Metadata-Version: 2.4
Name: ner-data-processor
Version: 1.1.1
Summary: A NER Data Preparing Tool
Author-email: boopathiraj <boopathiraj.aideveloper@gmail.com>
License: MIT
Project-URL: Homepage, https://github.com/rajboopathiking/ner-data-processor
Project-URL: Repository, https://github.com/rajboopathiking/ner-data-processor
Classifier: Programming Language :: Python :: 3
Classifier: License :: OSI Approved :: MIT License
Classifier: Operating System :: OS Independent
Requires-Python: >=3.7
Description-Content-Type: text/markdown
Requires-Dist: numpy
Requires-Dist: spacy
Requires-Dist: datasets
Requires-Dist: tqdm
Requires-Dist: pandas

# NER Data Processor

[![Python Version](https://img.shields.io/pypi/pyversions/ner-data-processor.svg)](https://pypi.org/project/ner-data-processor/)
[![PyPI version](https://badge.fury.io/py/ner-data-processor.svg)](https://pypi.org/project/ner-data-processor/)
[![License: MIT](https://img.shields.io/badge/License-MIT-yellow.svg)](https://opensource.org/licenses/MIT)

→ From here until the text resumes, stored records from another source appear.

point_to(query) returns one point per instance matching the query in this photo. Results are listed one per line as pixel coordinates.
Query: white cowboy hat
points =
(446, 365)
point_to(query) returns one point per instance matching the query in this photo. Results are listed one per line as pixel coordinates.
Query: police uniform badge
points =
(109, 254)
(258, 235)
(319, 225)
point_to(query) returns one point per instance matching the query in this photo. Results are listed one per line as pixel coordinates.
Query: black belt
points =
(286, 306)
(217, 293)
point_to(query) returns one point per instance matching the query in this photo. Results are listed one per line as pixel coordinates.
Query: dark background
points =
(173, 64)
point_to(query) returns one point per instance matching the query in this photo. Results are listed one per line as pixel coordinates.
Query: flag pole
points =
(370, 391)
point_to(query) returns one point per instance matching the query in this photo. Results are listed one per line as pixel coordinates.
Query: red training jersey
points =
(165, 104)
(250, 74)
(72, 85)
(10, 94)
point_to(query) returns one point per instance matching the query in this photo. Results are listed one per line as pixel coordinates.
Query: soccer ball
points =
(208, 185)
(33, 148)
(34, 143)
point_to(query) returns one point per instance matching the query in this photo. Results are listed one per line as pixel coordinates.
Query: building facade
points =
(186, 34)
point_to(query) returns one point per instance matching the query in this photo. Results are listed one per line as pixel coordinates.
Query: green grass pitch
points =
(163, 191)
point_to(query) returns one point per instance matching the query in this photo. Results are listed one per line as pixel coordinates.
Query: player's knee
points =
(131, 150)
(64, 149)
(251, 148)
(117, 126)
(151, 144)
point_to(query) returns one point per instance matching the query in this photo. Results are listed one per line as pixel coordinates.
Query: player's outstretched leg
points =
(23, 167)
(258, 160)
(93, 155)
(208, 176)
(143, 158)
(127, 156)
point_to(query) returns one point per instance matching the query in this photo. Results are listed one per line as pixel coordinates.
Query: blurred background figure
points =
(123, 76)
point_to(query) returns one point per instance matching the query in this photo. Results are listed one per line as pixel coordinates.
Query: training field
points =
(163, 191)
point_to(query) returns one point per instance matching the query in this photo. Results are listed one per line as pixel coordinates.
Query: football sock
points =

**NER Data Processor** is a Python library to help you easily prepare datasets for Named Entity Recognition (NER) and Coreference Resolution tasks. It transforms raw text into formats ready for training token classification models using Hugging Face or other frameworks.

---

## 📚 Documentation

- [GitHub Repository](https://github.com/rajboopathiking/ner-data-processor)
- [PyPI Package](https://pypi.org/project/ner-data-processor)

---

## 📦 Installation

### ✅ From PyPI (Recommended)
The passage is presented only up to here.